Badakhshan in 1529 during dispute over its fate between Babur of Moghul Empire in India and Sultan Said Khan of Yarkand Khanate.

When the Chagatai ulus, which embraced both East and West Turkestan, collapsed, the result was the creation of two different states: Maverannahr in West Turkestan, with its capital at Samarkand, where Timur the Great came to power in 1370, and Moghulistan, with its capital at Almalik, near the present-day town of Gulja, in the Ili valley. Moghulistan embraced settled lands in Eastern Turkestan as well as nomad lands north of Tangri Tagh. The settled lands were known at the time as Manglai Sobe or Mangalai Suyah, which translates as Shiny Land, or Advanced Land Which Faced the Sun. These lands included west and central Tarim oasis-cities, such as Khotan, Yarkand, Yangihisar, Kashgar, Aksu, and Uch Turpan; and hardly involved eastern Tangri Tagh oasis-cities, such as Kucha, Karashahr, Turpan and Kumul, where a local Uyghur administration and Buddhist population still existed.
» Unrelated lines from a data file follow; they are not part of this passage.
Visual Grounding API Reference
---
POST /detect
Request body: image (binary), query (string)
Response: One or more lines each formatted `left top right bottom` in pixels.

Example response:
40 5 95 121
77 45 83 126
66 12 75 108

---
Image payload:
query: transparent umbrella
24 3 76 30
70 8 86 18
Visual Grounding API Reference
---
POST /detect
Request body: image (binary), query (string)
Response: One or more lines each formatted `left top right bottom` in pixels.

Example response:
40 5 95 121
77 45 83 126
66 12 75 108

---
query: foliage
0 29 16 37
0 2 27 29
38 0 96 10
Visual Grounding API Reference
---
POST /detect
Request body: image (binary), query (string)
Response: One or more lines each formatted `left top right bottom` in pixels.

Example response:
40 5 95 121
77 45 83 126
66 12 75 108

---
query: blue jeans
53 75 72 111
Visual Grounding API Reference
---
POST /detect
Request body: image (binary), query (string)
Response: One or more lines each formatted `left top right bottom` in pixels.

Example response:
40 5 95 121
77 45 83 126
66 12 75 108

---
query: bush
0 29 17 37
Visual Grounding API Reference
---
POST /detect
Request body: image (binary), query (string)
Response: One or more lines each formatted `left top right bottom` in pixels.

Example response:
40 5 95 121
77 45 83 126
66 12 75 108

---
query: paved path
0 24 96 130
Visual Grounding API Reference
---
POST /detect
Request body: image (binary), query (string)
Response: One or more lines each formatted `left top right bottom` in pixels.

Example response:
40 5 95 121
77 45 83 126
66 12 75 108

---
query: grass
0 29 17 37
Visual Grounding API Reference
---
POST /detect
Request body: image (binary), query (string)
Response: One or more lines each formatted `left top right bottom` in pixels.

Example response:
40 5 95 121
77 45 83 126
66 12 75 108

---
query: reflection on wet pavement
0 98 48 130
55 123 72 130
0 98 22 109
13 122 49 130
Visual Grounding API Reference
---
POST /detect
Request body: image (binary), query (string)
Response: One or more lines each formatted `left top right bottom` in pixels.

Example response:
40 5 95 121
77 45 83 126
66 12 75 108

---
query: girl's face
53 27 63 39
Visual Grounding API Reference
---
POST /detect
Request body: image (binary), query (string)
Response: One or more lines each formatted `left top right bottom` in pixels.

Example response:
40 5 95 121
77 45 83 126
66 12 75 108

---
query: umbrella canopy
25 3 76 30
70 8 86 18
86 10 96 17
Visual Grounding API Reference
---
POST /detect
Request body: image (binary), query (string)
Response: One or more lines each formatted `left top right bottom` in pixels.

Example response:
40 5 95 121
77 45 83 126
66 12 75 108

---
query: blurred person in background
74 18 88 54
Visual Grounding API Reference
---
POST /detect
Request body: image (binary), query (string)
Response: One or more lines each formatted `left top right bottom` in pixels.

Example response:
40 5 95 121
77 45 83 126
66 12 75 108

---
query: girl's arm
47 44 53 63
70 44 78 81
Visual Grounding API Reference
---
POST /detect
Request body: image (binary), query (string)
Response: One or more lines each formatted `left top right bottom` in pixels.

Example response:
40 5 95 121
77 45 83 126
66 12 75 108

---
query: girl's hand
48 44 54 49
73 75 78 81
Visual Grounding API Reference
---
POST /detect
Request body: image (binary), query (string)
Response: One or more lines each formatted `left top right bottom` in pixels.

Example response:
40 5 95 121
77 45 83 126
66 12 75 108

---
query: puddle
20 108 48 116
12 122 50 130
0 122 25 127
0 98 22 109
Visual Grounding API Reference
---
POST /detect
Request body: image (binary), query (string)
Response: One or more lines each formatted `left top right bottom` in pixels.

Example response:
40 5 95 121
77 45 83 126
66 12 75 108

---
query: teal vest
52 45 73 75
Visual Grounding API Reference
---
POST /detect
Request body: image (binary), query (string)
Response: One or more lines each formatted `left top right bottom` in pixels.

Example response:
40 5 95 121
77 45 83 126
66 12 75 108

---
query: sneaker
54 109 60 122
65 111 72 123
The nomadic areas comprised the present Kyrgyzstan and part of Kazakhstan, including Jettisu, the area of seven rivers.

The ruler of Aksu, the dughlat emir Puladchi, brought a young, 18-year-old, Tughluk Timur from the Ili valley in 1347, and in a kurultai declared him a grandson of Duwa Khan, the great-grandson of Chagatai Khan and ruler of the Chagatai Khanate between 1282 and 1307. Puladchi forced all moghuls to recognize Tughluk as Khan. Khans from Chagatai, the second son of Genghis Khan, to Tughluk Timur are known as "Chagatai khans", and from Tughluk Timur to his descendants as "Moghul khans".

Moghulistan existed around 100 years, and then split into three parts: Yarkand state (mamlakati Yarkand), with its capital at Yarkand, which embraced all the settled lands of Western Kashgaria, still nomad Moghulistan which embraced the nomad lands north of Tengri Tagh, and Uyghurstan which embraced the settled lands of Eastern Kashgaria, Turpan and Kumul Basins. The founder of Yarkand state was Mirza Abu Bakr, who was from the dughlat tribe. In 1465, he raised a rebellion, captured Yarkand, Kashgar, and Khotan, and declared himself an independent ruler, successfully repelling attacks by the Moghulistan rulers Yunus Khan and his son Akhmad Khan, or Ahmad Alaq, named Alach, "Slaughterer", for his war against the kalmyks. In 1462 moghul khan Dost Muhammad took residency in Aksu, denying nomad style of life, and as result Eastern Kashgaria cities, such as Aksu, Uchturpan, Bai, Kucha, Karashar, and also Turpan and Kumul, separated into Eastern Khanate or Uyghurstan.

Dughlat emirs had ruled the country that lay south of Tangri-Tagh in the Tarim Basin from the middle of the thirteenth century, on behalf of Chagatai Khan and his descendants, as their satellites. The first dughlat ruler, who received lands directly from the hands of Chagatai, was amir Babdagan or Tarkhan. The capital of the emirate was Kashgar, and the country was known as Mamlakati Kashgar. Although the emirate, representing the settled lands of Eastern Turkestan, was formally under the rule of the moghul khans, the dughlat emirs often tried to put an end to that dependence, and raised frequent rebellions, one of which resulted in the separation of Kashgar from Moghulistan for almost 15 years (1416–1435).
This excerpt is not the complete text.